El sector energético se perfila como el motor principal de este repunte, con una expansión estimada del 11,5 % en la actividad petrolera. La agencia de la ONU prevé que la producción de crudo alcance un promedio de 1.211.000 barriles por día (bpd), lo que representa un incremento del 12 % frente al ejercicio anterior. Este salto productivo es atribuido directamente a las nuevas autorizaciones internacionales que han reactivado la comercialización de hidrocarburos, permitiendo que el flujo de caja nacional se fortalezca bajo un esquema de operaciones más abierto y eficiente.
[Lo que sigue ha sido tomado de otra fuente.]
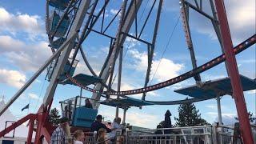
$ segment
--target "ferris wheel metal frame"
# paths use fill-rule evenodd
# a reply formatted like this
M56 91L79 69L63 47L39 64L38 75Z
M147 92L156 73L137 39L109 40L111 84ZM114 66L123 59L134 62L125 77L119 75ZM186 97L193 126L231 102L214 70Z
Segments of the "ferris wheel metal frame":
M210 0L210 4L212 10L212 16L206 13L202 10L202 0L195 0L194 4L186 1L181 0L181 14L183 22L183 26L186 34L186 39L187 46L190 51L191 62L193 70L185 73L184 74L179 75L176 78L171 78L166 82L162 82L158 84L154 84L152 86L148 86L150 74L151 71L151 64L154 56L154 46L157 38L157 33L160 21L160 15L162 10L162 0L158 0L158 6L157 8L157 16L155 18L155 24L154 26L154 33L151 42L148 42L146 40L143 40L141 38L142 33L145 29L145 26L148 21L149 17L151 14L152 10L156 3L156 0L154 1L152 6L150 6L150 10L146 16L146 21L144 22L142 27L141 29L141 32L138 33L138 16L137 13L140 9L142 1L142 0L132 0L130 2L128 2L128 0L125 0L122 3L122 6L118 12L114 15L113 19L107 24L107 26L104 29L105 24L105 13L106 7L107 6L110 0L106 0L100 10L98 14L95 13L95 10L97 5L98 4L98 0L93 1L90 0L71 0L67 4L66 8L64 11L62 11L62 17L60 18L57 26L56 30L54 32L50 31L50 7L49 2L50 0L46 1L46 29L49 38L50 46L54 41L54 36L57 33L58 27L61 26L62 22L63 22L64 18L70 15L73 14L73 17L70 19L70 26L67 29L67 33L64 34L66 36L66 40L59 46L58 49L54 50L51 48L53 52L53 55L46 62L46 63L35 73L35 74L28 80L28 82L14 95L14 97L7 102L6 106L5 106L0 111L0 116L4 113L4 111L19 97L19 95L36 79L36 78L44 70L46 67L50 65L50 63L55 60L54 70L53 70L52 75L50 76L50 84L47 87L46 93L45 94L45 98L43 99L43 103L41 106L38 112L36 114L30 114L24 118L22 118L22 122L24 120L30 120L30 132L31 132L32 127L34 127L34 121L37 120L38 122L38 126L37 128L37 134L36 134L36 142L42 142L42 138L45 137L49 140L49 127L50 126L45 125L47 123L46 117L49 114L49 110L51 106L51 103L53 101L53 98L54 95L54 92L58 84L59 83L59 76L63 72L63 69L66 62L68 62L68 58L72 49L74 50L74 53L73 57L71 58L71 66L74 64L75 61L75 58L78 51L80 50L82 58L88 67L90 73L95 76L98 77L102 81L95 85L94 88L90 88L87 86L84 86L79 82L75 82L72 76L70 76L68 74L65 74L67 78L72 81L74 83L78 85L80 87L82 87L87 90L93 92L93 99L99 100L102 97L102 94L105 95L107 98L110 98L110 95L117 95L117 98L120 97L127 97L126 95L134 94L142 94L142 100L146 100L146 92L158 90L174 83L182 82L189 78L194 77L196 83L200 85L201 76L200 73L207 70L218 64L226 61L226 66L227 69L227 72L229 77L231 80L231 84L234 90L233 97L234 98L239 119L245 119L245 121L242 121L241 130L242 135L243 137L244 142L246 143L252 143L252 134L250 130L250 123L247 117L247 110L244 100L243 91L241 86L240 78L238 77L238 71L236 64L236 60L234 55L250 47L256 42L256 35L253 35L250 38L246 39L238 46L233 49L233 44L230 38L230 33L229 31L229 26L227 22L227 18L225 11L224 2L222 0L215 0L214 2L213 0ZM129 5L129 6L128 6ZM201 66L198 66L196 63L196 57L194 51L194 46L190 34L190 30L189 26L189 10L193 9L197 11L198 14L210 19L213 24L214 30L216 32L216 35L218 39L221 44L222 50L223 54L217 57L216 58L205 63ZM118 27L117 28L117 32L115 36L111 36L106 33L108 28L110 26L114 20L119 16ZM96 30L94 27L95 23L100 19L100 17L102 16L102 23L100 25L100 30ZM83 26L83 29L82 29L82 24L85 22L85 25ZM135 35L130 34L130 30L133 26L134 22L135 26ZM80 31L80 30L82 30ZM106 59L103 64L102 69L99 74L97 75L92 66L90 65L86 54L82 48L82 43L85 41L87 36L90 32L94 32L96 34L103 35L110 39L110 45L109 53L107 54ZM121 75L122 75L122 62L123 58L123 44L127 37L134 38L140 42L143 42L147 46L148 49L148 67L146 70L145 84L142 88L121 91ZM111 87L113 77L114 77L114 70L115 66L115 62L117 61L118 57L119 56L119 66L118 66L118 90L114 90ZM108 81L108 83L107 83ZM104 87L106 88L106 90L104 91ZM184 103L184 102L198 102L203 101L207 98L191 98L188 100L181 100L176 102L154 102L158 104L178 104L178 103ZM96 106L96 103L94 103ZM248 121L247 121L248 120ZM12 128L17 126L10 126L8 130ZM0 132L0 137L2 136L3 134L6 133L8 130ZM246 133L246 134L245 134ZM31 137L28 137L28 142L31 142Z

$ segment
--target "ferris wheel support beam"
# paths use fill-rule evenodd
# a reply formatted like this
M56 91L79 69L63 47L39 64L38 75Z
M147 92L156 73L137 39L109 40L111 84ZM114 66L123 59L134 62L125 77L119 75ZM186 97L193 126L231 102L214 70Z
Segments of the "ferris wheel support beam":
M193 41L191 38L191 33L190 33L190 24L189 24L189 6L185 5L185 0L181 0L181 14L182 14L182 18L183 21L183 28L185 31L185 37L186 37L186 45L188 46L188 49L190 50L190 58L191 58L191 62L192 62L192 66L193 69L196 69L198 67L197 66L197 60L195 58L194 54L194 46L193 46ZM198 6L198 5L197 5ZM194 76L194 80L196 81L197 84L200 84L201 82L201 76L200 74L196 74Z
M244 143L253 144L254 139L248 118L246 103L243 94L235 55L233 50L233 43L223 0L215 0L215 6L218 17L224 53L226 57L226 66L228 69L227 72L230 78L233 98L234 98L237 107L242 140Z
M81 28L81 26L82 24L82 22L85 19L87 10L89 8L90 3L90 0L82 0L81 2L81 4L78 7L78 10L77 11L77 14L75 16L75 19L74 22L74 24L71 26L70 33L68 35L68 39L70 38L71 35L74 34L76 34ZM58 78L61 72L64 69L64 66L66 65L69 55L74 48L74 44L75 42L75 38L73 38L71 41L69 42L69 44L64 48L60 58L59 61L58 62L58 64L56 66L56 68L53 73L52 78L50 82L50 84L47 87L46 93L45 94L45 97L43 98L43 105L44 106L46 106L50 102L51 99L54 97L57 85L58 85Z
M146 87L149 81L150 81L150 75L151 71L151 66L152 66L152 61L153 61L153 55L154 55L154 45L157 40L157 34L158 31L159 27L159 22L160 22L160 16L161 16L161 10L162 10L162 0L159 0L158 8L158 14L157 18L155 19L155 24L154 24L154 30L153 34L153 38L152 38L152 45L148 45L148 61L147 61L147 70L146 70L146 74L145 78L145 83L144 87ZM142 99L145 101L146 93L143 93Z
M40 75L40 74L52 62L54 59L58 57L61 52L63 50L64 47L67 46L71 39L75 38L76 34L74 34L70 39L66 40L59 49L50 56L48 60L43 64L39 70L25 83L25 85L8 101L6 105L0 110L0 116L9 108L9 106L14 103L16 99L26 90L27 87Z
M132 3L130 5L129 9L127 10L126 18L124 18L123 26L122 26L122 29L121 29L122 32L124 32L124 33L129 32L129 30L133 24L133 22L134 21L135 15L137 14L138 10L139 9L139 7L141 6L142 2L142 0L132 1ZM136 8L137 9L135 8L134 2L136 2ZM113 50L111 51L110 60L106 62L106 66L103 67L102 73L101 74L101 78L103 79L104 82L106 82L106 80L108 79L108 77L110 75L110 67L113 64L114 61L116 60L116 58L118 55L120 46L123 45L123 43L126 40L126 35L123 34L117 34L117 37L118 35L120 35L120 38L118 41L118 43L115 43L114 45ZM117 54L115 54L115 53L117 53ZM95 86L95 89L98 90L102 90L102 84L100 84L100 83L97 84ZM100 99L100 98L101 98L101 94L96 94L96 93L93 94L92 98L98 100L98 99ZM96 106L96 103L94 103L94 106Z

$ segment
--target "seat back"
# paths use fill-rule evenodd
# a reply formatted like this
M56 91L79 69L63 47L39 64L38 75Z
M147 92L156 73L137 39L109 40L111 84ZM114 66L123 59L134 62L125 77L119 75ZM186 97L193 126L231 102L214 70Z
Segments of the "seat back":
M66 9L69 2L70 0L50 0L49 5L63 10Z
M72 126L79 127L90 127L92 122L95 120L98 110L86 107L78 107L74 111Z

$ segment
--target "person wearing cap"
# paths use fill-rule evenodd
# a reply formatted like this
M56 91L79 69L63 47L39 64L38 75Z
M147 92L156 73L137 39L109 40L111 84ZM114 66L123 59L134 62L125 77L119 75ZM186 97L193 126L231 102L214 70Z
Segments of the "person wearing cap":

No obstante, el informe subraya que la recuperación no es exclusiva del crudo; el PIB no petrolero también muestra signos de vitalidad con un crecimiento estimado del 6,9 %. Esta diversificación del dinamismo económico sugiere una adaptación de los sectores productivos internos a las nuevas reglas de juego, marcando un precedente en la gestión de la crisis. Para el PNUD, el escenario de 2026 está condicionado por un sistema más flexible que, al reducir las trabas operativas, facilita una estabilización progresiva de los indicadores macroeconómicos y fortalece la resiliencia del aparato productivo nacional.